If the matter still cannot be resolved, there is a possibility that the congregation should be involved in the attempt to bring about reconciliation.

 This step, depending on your church structure, may involve communicating the situation to the church Elders.  The Elders will make a decision about how the situation can be handled.

   Even this final effort may fail, and alienation may still be a reality.

   It may be necessary for you and the rest of the congregation to accept the fact that, by their attitude and their refusal to be reconciled, they have isolated themselves from you and from the congregation.  However, the Scripture is clear that your attitude should continue to be one of deep concern, love, and a desire to restore fellowship between you and a Christian brother or sister.

  • It may seem like just too much trouble.  Why bother, after all it’s just a conflict between two people?  Some people decide to withdraw and leave the group. This is a sad and unhealthy response.
  • Examine prayerfully all the relationships in your concentric circles of influence. If you have not already done so, make a list of all the people with whom you need to seek reconciliation.
  • Use this guide to bring about reconciliation, with the most difficult relationship first.   It is usually better to start with the most difficult one first and solve it and then move on to the others which will be much easier.
  • Continue to seek reconciliation until …“If it is possible, as far as it depends on you, live at peace with everyone” (Romans 12:18).
  • Resolve to accept people. Accepting that others will often legitimately see things very differently to ourselves is an indispensable aspect of conflict resolution.  Accept one another, then, just as Christ accepted you, in order to bring praise to God” (Romans 15:7).

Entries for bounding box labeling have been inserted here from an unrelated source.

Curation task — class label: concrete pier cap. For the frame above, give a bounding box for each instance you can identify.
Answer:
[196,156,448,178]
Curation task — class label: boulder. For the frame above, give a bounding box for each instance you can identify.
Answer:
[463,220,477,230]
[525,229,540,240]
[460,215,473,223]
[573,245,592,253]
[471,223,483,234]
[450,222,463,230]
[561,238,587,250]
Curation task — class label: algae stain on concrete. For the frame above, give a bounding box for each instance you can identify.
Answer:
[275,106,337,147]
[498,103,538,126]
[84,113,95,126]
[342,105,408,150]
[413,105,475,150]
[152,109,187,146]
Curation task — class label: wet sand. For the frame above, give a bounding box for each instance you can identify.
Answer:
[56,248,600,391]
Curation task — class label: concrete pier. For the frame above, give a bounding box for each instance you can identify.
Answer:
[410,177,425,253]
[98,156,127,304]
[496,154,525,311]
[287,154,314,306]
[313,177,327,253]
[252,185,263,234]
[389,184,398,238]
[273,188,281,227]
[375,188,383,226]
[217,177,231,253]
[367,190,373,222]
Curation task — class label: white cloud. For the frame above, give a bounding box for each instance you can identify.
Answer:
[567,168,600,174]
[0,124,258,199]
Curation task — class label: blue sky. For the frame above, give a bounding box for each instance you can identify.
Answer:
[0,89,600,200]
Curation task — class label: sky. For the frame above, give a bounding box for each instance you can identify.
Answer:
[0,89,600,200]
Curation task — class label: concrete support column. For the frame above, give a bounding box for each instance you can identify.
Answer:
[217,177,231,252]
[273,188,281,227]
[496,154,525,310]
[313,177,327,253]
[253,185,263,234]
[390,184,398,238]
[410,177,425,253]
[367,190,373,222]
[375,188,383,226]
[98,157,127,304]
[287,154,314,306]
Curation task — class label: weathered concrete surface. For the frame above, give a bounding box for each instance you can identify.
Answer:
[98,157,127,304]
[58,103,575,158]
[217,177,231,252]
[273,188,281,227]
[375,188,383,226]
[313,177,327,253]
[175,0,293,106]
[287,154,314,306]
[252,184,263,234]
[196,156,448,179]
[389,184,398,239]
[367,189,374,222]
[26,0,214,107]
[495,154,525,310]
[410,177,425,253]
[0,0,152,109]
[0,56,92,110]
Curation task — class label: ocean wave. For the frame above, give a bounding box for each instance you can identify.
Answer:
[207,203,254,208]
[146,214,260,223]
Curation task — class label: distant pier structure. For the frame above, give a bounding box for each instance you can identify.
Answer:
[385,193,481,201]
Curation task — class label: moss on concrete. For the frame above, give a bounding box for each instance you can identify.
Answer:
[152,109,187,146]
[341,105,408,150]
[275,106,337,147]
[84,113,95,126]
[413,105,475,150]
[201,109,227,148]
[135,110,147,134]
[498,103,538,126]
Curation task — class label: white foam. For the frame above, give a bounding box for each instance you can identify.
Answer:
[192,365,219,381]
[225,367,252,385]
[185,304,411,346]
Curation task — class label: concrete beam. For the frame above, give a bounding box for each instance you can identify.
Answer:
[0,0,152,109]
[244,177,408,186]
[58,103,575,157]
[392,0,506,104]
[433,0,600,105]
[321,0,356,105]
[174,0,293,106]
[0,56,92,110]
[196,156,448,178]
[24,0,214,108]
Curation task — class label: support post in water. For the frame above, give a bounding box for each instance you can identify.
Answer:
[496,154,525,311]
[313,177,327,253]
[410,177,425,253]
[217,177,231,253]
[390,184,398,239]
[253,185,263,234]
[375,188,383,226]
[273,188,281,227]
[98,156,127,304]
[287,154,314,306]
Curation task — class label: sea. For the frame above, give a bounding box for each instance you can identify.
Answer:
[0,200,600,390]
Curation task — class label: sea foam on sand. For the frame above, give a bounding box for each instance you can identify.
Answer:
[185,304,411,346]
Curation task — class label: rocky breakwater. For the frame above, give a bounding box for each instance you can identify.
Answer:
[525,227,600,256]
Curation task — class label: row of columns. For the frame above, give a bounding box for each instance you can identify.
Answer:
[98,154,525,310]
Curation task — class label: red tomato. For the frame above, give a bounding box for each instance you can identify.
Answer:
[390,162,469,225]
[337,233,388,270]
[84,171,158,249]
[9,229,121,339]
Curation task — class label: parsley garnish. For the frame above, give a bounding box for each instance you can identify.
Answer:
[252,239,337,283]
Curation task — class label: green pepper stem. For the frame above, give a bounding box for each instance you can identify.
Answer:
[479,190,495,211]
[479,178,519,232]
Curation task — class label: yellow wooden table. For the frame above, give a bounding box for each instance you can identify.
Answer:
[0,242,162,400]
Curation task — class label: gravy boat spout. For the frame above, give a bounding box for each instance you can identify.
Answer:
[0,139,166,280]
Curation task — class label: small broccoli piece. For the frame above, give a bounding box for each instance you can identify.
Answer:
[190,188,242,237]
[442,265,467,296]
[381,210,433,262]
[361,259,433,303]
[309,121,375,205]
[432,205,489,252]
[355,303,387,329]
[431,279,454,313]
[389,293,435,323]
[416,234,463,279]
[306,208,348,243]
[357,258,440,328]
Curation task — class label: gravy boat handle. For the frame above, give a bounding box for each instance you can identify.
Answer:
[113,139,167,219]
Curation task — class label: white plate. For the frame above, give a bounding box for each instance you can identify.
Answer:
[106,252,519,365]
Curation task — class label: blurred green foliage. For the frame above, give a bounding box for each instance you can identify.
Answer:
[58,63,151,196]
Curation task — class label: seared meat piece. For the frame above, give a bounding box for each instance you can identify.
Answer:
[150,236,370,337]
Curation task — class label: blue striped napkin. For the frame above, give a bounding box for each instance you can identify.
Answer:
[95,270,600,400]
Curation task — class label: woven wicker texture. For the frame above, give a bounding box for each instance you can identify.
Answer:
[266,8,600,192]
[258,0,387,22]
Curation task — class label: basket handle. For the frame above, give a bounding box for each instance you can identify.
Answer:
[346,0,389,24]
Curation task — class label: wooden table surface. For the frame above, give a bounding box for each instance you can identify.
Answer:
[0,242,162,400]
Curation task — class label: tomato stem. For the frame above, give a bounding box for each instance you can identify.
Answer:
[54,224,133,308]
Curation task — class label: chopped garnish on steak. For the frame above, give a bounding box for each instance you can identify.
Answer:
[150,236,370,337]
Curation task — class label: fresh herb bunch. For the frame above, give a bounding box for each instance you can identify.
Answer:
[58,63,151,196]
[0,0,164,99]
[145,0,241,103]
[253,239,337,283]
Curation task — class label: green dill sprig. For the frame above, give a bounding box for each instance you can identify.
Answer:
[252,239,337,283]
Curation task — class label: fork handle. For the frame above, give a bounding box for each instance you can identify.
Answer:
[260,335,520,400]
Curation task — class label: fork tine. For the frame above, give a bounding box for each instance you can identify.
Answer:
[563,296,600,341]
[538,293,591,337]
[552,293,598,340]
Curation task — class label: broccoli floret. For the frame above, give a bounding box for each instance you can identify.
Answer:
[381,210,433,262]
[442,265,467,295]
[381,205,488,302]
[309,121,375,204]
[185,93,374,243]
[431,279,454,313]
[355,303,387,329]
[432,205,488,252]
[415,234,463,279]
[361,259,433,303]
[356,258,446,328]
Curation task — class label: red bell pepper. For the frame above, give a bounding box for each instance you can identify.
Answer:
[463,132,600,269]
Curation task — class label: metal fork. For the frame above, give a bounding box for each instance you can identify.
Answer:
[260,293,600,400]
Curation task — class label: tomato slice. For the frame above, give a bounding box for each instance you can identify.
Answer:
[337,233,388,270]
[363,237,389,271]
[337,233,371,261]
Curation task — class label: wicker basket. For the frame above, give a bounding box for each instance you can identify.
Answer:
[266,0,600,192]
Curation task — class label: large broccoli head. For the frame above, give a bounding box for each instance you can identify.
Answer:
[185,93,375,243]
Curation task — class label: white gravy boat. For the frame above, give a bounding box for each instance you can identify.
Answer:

What if I hear of two other persons in conflict?

  1. Encourage them to approach each other as soon as possible – at least within a week. If not then ii).
  2. Offer to accompany them to see the other person (within a week). If not then iii).
  3. Ask the person to talk with a Pastor or Elder within a week.  Check with them to ensure they have done this.  If not then iv).
  4. Remind the person that they are not to talk or gossip about this if they choose not to act on any of the steps above.